While the initial placement and scheduling of substances was set forth
in the Act, Congress also provided a mechanism for making changes
in the schedules. Drugs and substances can be added, rescheduled, or
removed from regulation under the CSA as justified by scientific
evidence and according to federal rulemaking procedures. Rescheduling proceedings require the filing of a petition by the Justice Department, the Department of Health and Human Services (DHHS), or any
interested party (21 USC 811 (b)).
Schedule I drugs are subject to a near complete prohibition and are
only legally available for research under the tightest controls. The CSA
states that a drug may not be placed in Schedule I unless three findings
are established. The drug must have a high potential for abuse relative
to other controlled substances, no currently accepted medical use in
the United States, and lack accepted safety for use of the drug under
medical supervision (21 USC 812 (b)(1)).
Cannabis was placed as marijuana in Schedule I by Congress despite clear evidence it failed to meet these criteria.
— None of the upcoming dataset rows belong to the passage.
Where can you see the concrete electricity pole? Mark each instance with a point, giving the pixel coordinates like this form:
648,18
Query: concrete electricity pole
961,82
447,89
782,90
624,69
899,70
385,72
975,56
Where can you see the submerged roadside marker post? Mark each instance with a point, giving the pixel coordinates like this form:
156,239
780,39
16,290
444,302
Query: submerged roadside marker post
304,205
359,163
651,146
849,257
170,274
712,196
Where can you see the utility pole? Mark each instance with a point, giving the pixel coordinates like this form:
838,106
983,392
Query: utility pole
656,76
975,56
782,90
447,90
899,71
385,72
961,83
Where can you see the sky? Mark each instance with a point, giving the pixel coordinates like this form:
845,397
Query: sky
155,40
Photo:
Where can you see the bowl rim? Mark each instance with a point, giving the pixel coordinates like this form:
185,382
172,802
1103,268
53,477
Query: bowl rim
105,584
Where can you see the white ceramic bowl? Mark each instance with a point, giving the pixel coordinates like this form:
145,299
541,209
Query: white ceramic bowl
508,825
The Nixon Administration acknowledged that cannabis lacked the dependence liability
required for either Schedule I or Schedule II status, but requested that
marijuana be placed in Schedule I anyway pending the then-forthcoming work of a national commission on marihuana and drug abuse
(Egeberg 1970, 4629):
Some question has been raised whether the use of the plant itself
produces ‘‘severe psychological or physical dependence’’ as required by a Schedule I or even Schedule II criterion. Since there
is still a considerable void in our knowledge of the plant and its
effects of the active drug contained in it, our recommendation is
that marihuana be retained within Schedule I at least until the
completion of certain studies now underway to resolve this issue.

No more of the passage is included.